Le président camerounais, Paul Biya, fête ce mardi 6 novembre ses 30 ans au pouvoir. Il est devenu président, en 1982, en promettant l’émergence du pays. Six mandats plus tard, la population est pauvre, muselée et exclue du pouvoir socio-politique. Interview d’Idriss Linge, journaliste camerounais au Journal Du Cameroun qui publie ce même jour un dossier spécial sur cet anniversaire boudé par la grande majorité des Camerounais.
Afrik.com : Après 30 ans au pouvoir, quel est le bilan de Paul Biya ?
Idriss Linge : Les pays étrangers peuvent toujours souligner que Paul Biya a mis en place un cadre de paix au Cameroun, qu’il n’y a pas de conflit particulier dans le pays. Cependant, toute la population a peur de son ombre. La contestation est encadrée, réprimée, et la colère est majoritairement partagée. Le pouvoir semble hostile à l’émergence de toute manifestation populaire. Il opère de fortes et permanentes intimidations. Sur le plan économique, le Cameroun connaît bien sûr la crise qui n’est pas seulement liée au contexte international, mais également aux programmes structurels du gouvernement. L’administration, inefficiente, n’a aucune crédibilité. De 1982 à 2012, il y a eu près de 9000 milliards de budget d’investissement environ soit 300 milliards par an environ de budget pour aucune infrastructure d’envergure. Même les hommes d’affaires sont corrompus. En fait une minorité au pouvoir a tout verrouillé et défini les règles de la promotion sociale.
Afrik.com : Comment Paul Biya a-t-il pu rester trois décennies au pouvoir ?
Idriss Linge : Grâce notamment à l’achat des acteurs et organes de la contestation. Très souvent, certains membre du gouvernement sont accusés de payer des médias de la presse privée pour soutenir et défendre le régime. Pour aboutir à l’alternance, il faut que les jeux politiques soient ouverts. Or, la Constitution est verrouillée, les modalités d’organisation des élections ne sont pas indépendantes. La Cour suprême est régie par la Cour supérieure de la magistrature qui est, elle-même, dirigée par Paul Biya. Le président a donc tous les moyens pour se maintenir au pouvoir à vie. Sans compter le soutien des élites locales et étrangères qui ont intérêt à ce qu’il reste au pouvoir. Pour le déloger, il faudrait une bataille de longue haleine.
Afrik.com : Dans quelle situation se trouve actuellement le Cameroun ?

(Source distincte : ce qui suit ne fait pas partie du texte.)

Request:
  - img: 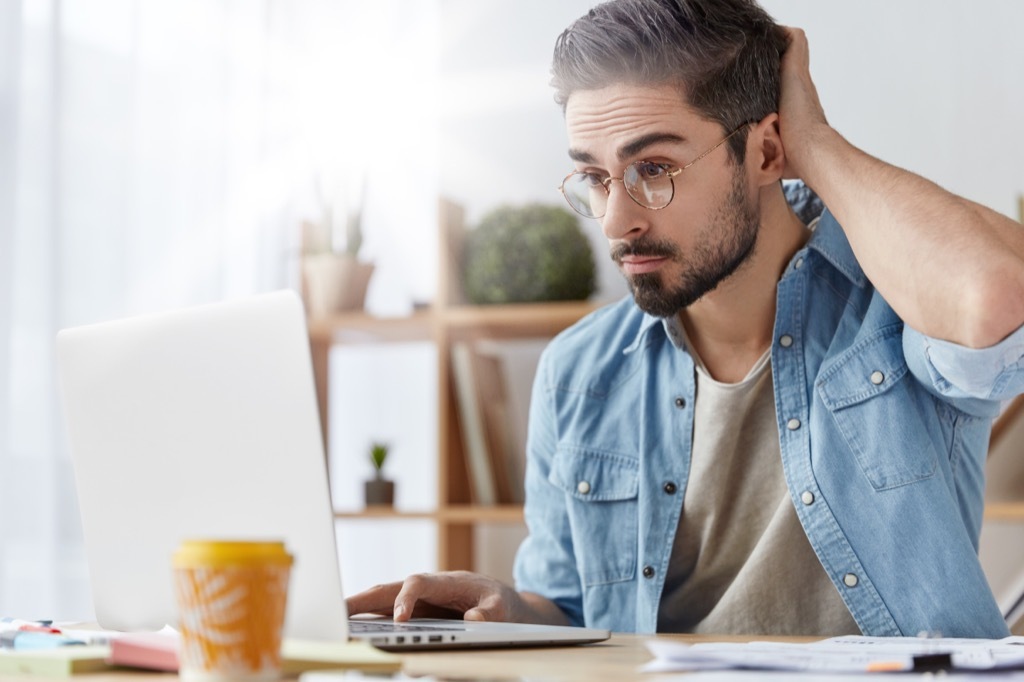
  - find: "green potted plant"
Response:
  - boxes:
[364,442,394,507]
[462,204,596,303]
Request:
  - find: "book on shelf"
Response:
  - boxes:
[0,644,111,677]
[452,339,548,504]
[452,341,498,505]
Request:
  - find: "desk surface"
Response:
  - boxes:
[34,634,813,682]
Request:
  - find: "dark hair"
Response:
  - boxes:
[551,0,787,161]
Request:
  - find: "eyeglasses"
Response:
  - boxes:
[558,123,748,218]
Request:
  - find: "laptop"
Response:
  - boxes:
[56,291,609,650]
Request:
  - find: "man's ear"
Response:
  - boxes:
[746,113,785,186]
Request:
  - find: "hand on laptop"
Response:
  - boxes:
[345,570,569,625]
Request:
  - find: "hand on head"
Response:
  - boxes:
[778,27,828,179]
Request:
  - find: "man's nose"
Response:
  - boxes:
[601,180,650,241]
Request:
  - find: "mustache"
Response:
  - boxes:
[609,238,679,263]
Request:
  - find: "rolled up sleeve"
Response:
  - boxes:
[903,327,1024,403]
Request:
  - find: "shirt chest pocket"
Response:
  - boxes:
[817,328,937,491]
[548,447,640,586]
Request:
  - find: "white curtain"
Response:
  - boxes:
[0,0,437,619]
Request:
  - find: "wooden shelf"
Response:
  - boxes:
[306,308,435,344]
[985,502,1024,521]
[443,301,600,338]
[307,200,601,570]
[334,505,522,524]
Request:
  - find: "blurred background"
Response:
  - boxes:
[0,0,1024,619]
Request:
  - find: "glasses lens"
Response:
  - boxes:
[623,161,675,209]
[562,173,608,218]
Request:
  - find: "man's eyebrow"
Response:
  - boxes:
[569,133,686,164]
[618,133,685,161]
[569,146,594,164]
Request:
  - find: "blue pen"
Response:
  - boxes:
[0,630,85,651]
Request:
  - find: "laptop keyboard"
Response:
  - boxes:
[348,621,464,633]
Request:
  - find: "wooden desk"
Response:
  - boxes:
[68,635,814,682]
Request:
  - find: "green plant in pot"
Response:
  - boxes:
[462,204,596,303]
[364,442,394,507]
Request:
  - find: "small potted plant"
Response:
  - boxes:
[364,442,394,507]
[302,176,374,317]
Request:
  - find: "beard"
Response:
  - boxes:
[611,169,761,317]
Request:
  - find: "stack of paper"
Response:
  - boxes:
[644,636,1024,674]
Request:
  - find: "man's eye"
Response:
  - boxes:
[636,161,667,180]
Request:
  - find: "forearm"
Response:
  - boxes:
[799,126,1024,347]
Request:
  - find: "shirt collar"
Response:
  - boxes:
[782,180,867,287]
[623,180,867,354]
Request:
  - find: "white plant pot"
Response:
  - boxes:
[302,253,374,317]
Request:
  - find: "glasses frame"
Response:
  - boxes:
[558,123,750,219]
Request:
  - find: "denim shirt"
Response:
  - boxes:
[515,185,1024,637]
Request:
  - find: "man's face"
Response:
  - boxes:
[565,85,760,317]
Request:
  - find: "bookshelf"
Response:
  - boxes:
[307,200,598,570]
[308,197,1024,570]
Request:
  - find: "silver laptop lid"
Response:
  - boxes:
[57,291,347,639]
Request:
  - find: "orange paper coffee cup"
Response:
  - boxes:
[174,541,292,682]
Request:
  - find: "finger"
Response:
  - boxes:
[345,583,401,615]
[463,594,508,621]
[392,574,433,621]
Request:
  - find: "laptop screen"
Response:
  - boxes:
[57,291,347,639]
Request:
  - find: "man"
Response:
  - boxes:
[349,0,1024,637]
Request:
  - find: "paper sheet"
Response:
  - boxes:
[643,636,1024,674]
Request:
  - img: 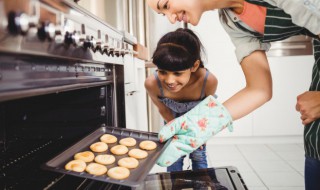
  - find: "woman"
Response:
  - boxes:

Idriss Linge : Le peuple s’est désolidarisé du politique. Sur une population de 22 millions d’habitants, seulement 3 à 4 millions ont voté en 2011. Le Cameroun traverse une mutation importante. Les débats politiques sont tous devenus des débats d’intérêts. Même s’il n’y a pas d’instabilité dans le pays, au sein même du gouvernement, se développent des forces destructrices qui n’hésitent pas à acheter des médias privés pour attaquer le gouvernement. Par ailleurs, le ministre des Travaux publics a été la victime d’une campagne médiatique, qu’on dit orchestrée par d’autres pontes du régime. Hormis cette compétition politique, le Cameroun connaît une paix fragile. Le peuple n’est pas suffisamment cultivé pour impulser une transition politique. Et puis sont également pointés du doigt les privilèges accordés aux Betis, le groupe ethnique dont est originaire le président Biya.
Afrik.com : Est-ce que les Camerounais célèbrent cette date d’anniversaire ?
Idriss Linge : C’est une célébration à sens unique. Qui ne concerne que le parti au pouvoir. Dans la rue principale de Yaoundé (la capitale politique du pays, ndlr), les jeunes sont plus préoccupés par leurs bagarres quotidiennes que par les 30 ans au pouvoir de Paul Biya. Ils ne savent même pas que cette date est symbolique. Dans les zones rurales, les politiques organisent un grand rassemblement dans lequel ils distribueront à boire et manger. Et si vous interrogez les jeunes qui y participent, ils vous diront « On a mangé, on a bu et on garde tous nos problèmes ».